Il mit en joue, et envoya tout son petit plomb dans le visage de messire
loup, qui fit une grimace affreuse, et continua cependant d’avancer sans se
laisser intimider. Le chasseur lui adressa une seconde décharge. Le loup
supporta sa douleur en silence et s’élança d’un bond sur le chasseur ; mais
celui-ci tira du fourreau sa lame acérée, et lui en porta dans les flancs de si
rudes coups que le pauvre animal, renonçant à sa vengeance, prit la fuite et
retourna tout sanglant vers le renard.
– Eh bien, lui cria le rusé compère, du plus loin qu’il l’aperçut, comment
t’es-tu tiré de ta rencontre avec l’homme ?

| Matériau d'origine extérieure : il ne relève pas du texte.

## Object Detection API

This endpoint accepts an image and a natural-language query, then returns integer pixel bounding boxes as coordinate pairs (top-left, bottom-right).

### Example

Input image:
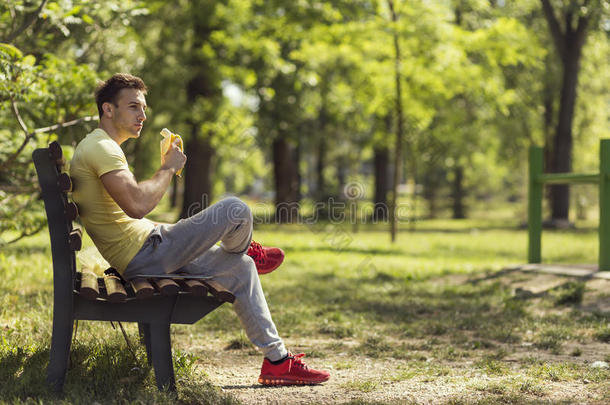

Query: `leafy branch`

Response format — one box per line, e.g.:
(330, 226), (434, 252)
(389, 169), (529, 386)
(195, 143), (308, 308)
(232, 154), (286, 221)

(0, 98), (99, 171)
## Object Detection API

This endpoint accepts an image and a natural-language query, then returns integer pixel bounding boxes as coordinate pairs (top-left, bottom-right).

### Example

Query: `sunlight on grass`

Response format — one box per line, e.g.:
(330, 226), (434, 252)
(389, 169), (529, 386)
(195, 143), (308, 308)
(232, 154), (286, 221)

(0, 216), (610, 404)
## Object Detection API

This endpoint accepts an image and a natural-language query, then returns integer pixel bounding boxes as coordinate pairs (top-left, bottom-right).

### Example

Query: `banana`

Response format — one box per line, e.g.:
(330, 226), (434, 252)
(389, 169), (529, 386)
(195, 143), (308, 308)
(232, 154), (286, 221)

(161, 128), (184, 177)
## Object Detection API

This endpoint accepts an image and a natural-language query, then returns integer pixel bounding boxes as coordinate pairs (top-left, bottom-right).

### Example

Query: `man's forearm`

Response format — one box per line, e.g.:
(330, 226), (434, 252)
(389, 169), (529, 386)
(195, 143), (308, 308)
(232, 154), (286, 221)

– Ne me le demande pas, répondit le loup tout confus, je ne me serais
jamais fait une telle idée de la force de l’homme ; il commença par prendre
un bâton qu’il portait sur le dos, souffla par un bout et m’envoya au visage
une certaine poussière qui m’a chatouillé de la manière la plus désagréable
du monde ; puis il souffla une seconde fois dans son bâton, et je crus recevoir
dans le nez une pluie de grêlons et d’éclairs ; enfin, lorsque je fus parvenu
tout près de lui, il tira de son corps une blanche côte, et m’en asséna des
coups si violents, que peu s’en est fallu que je ne restasse mort sur la place.
– Cela te prouve, répondit le renard, que l’on ne gagne pas toujours à
faire le fanfaron, et qu’il ne faut jamais promettre plus qu’on ne peut tenir.